En nombre de un pragmatismo grosero, los principios desaparecen y las ideologías son meras etiquetas para seducir incautos.

La teoría del fin de las ideologías que, en años ya pasados, dio tanto que hablar y suscitó en los ámbitos académicos todo género de polémicas, curiosamente parece haber hallado en la Argentina la confirmación que muchos insistieron en negarle cuando estuvo de moda.

Veamos qué ha sucedido en estas playas con las plataformas partidarias y las observancias doctrinarias de los candidatos que, hasta ayer nomás, blasonaban ser de izquierda, de centro, o de derecha.

Recientemente hemos asistido, y seguramente seguiremos asistiendo hasta después de las elecciones presidenciales del mes próximo, a los más variados saltos, piruetas y malabarismos de diversos candidatos.

Por ejemplo, el puntano Alberto Rodríguez Saá, que integró el Peronismo Federal con Eduardo Duhalde, ha admitido que votaría la reelección de la Presidenta antes de apoyar a Duhalde. Felipe Solá también desertó del Peronismo Federal en busca de una mayor independencia, que quizás encuentre cerca del kirchnerismo.

Por su parte, el radical RicardoAlfonsín ha visto cómo su candidato a gobernador bonaerense Francisco de Narvaéz se ha acercado -en los hechos, no en las formas- a Rodríguez Saá, mientras que su candidato a gobernador de Santa Cruz, Eduardo Costa, también estaría buscando una base electoral más amplia. El socialista Hermes Binner y Fernando "Pino" Solanas estuvieron a punto de aliarse, pero ahora se encuentran en las antípodas.

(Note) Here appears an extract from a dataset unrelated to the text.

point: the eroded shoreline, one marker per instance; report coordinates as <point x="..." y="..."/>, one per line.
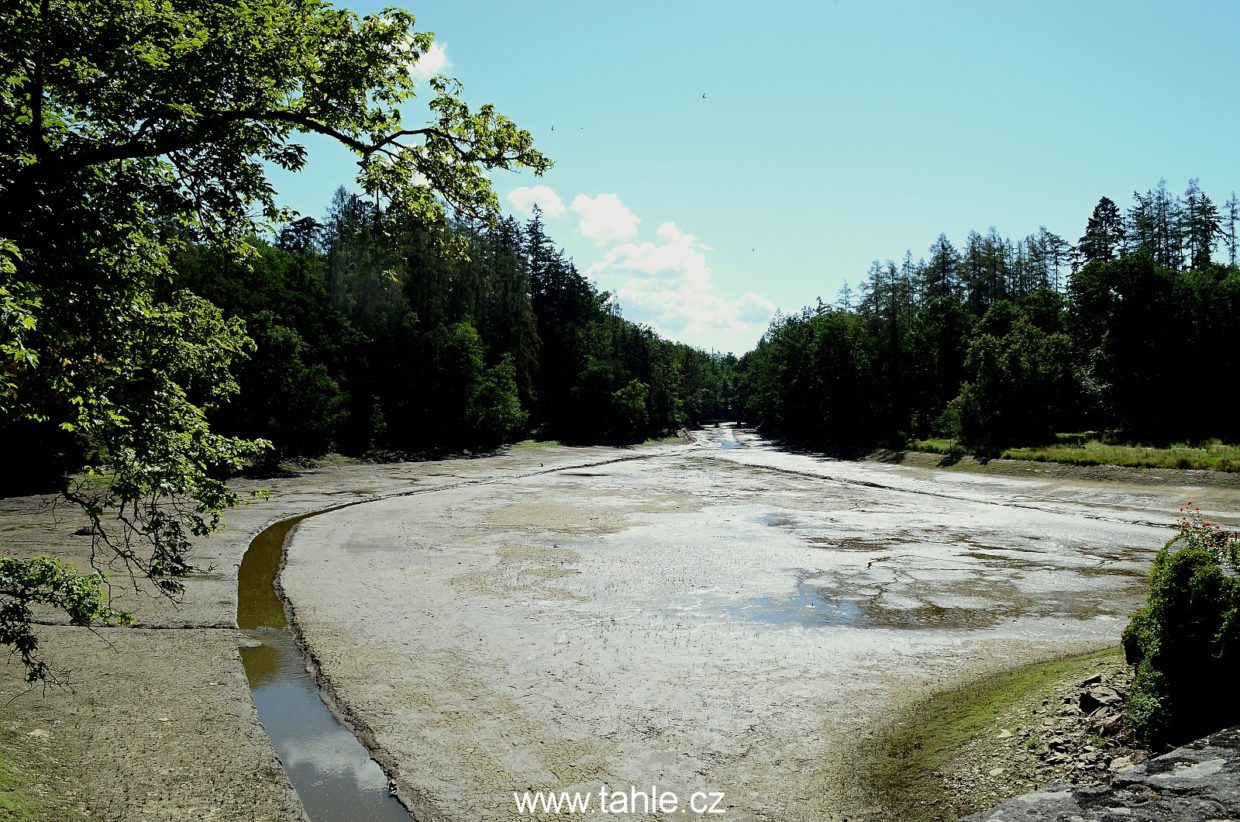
<point x="194" y="749"/>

Mucho antes, Carlos Menem, un férreo antikirchnerista, viró hacia el oficialismo a medida que veía complicarse su panorama judicial en varias causas por corrupción.

¿Dónde han ido a parar aquellas bases emblemáticas de un radicalismo dispuesto a quebrarse en su intransigencia pero nunca a torcer el rumbo de sus principios? ¿Qué ha quedado del viejo socialismo o de las famosas tres banderas del justicialismo histórico?
Es cierto que, con el paso del tiempo, necesariamente cambian los problemas y se modifican los desafíos, pero cualquier evolución, por lógica que resulte, nunca debe ser una excusa para abandonar las creencias, mudar de convicciones en menos de lo que canta un gallo o saltar de un partido al otro como si fuese un juego.

Es lógico adaptarse a los nuevos paradigmas y aceptar que la política no es una cárcel de conceptos, pero no está bien pretextar una pirueta ideológica cuando el propósito inconfeso es llegar al poder como sea.

El kirchnerismo, siempre tan admonitorio contra los tránsfugas ideológicos, ¿acaso ha tenido empacho en pactar con Ramón Saadi en Catamarca y Carlos Menem en La Rioja, al solo efecto de asegurarse victorias en esas provincias? ¿No debería alguno de sus voceros explicar cómo conviven la anulación de las "leyes del perdón" con la cálida bienvenida a Menem, autor de los indultos? ¿No son sus espadas mediáticas las que pregonan el advenimiento de la nueva política, sin que ello le impida a la Presidenta preservar su poder territorial en el Gran Buenos Aires con el concurso de unos barones corroídos?

Milagroso maquillaje el del poder: consigue encolumnar a jóvenes nacidos en los centros de detención clandestina del gobierno militar, con precoces admiradores del ingeniero Alvaro Alsogaray que coreaban en las asambleas universitarias marplatenses por "la libertad de nuestros presos políticos, Videla, Massera y Agosti".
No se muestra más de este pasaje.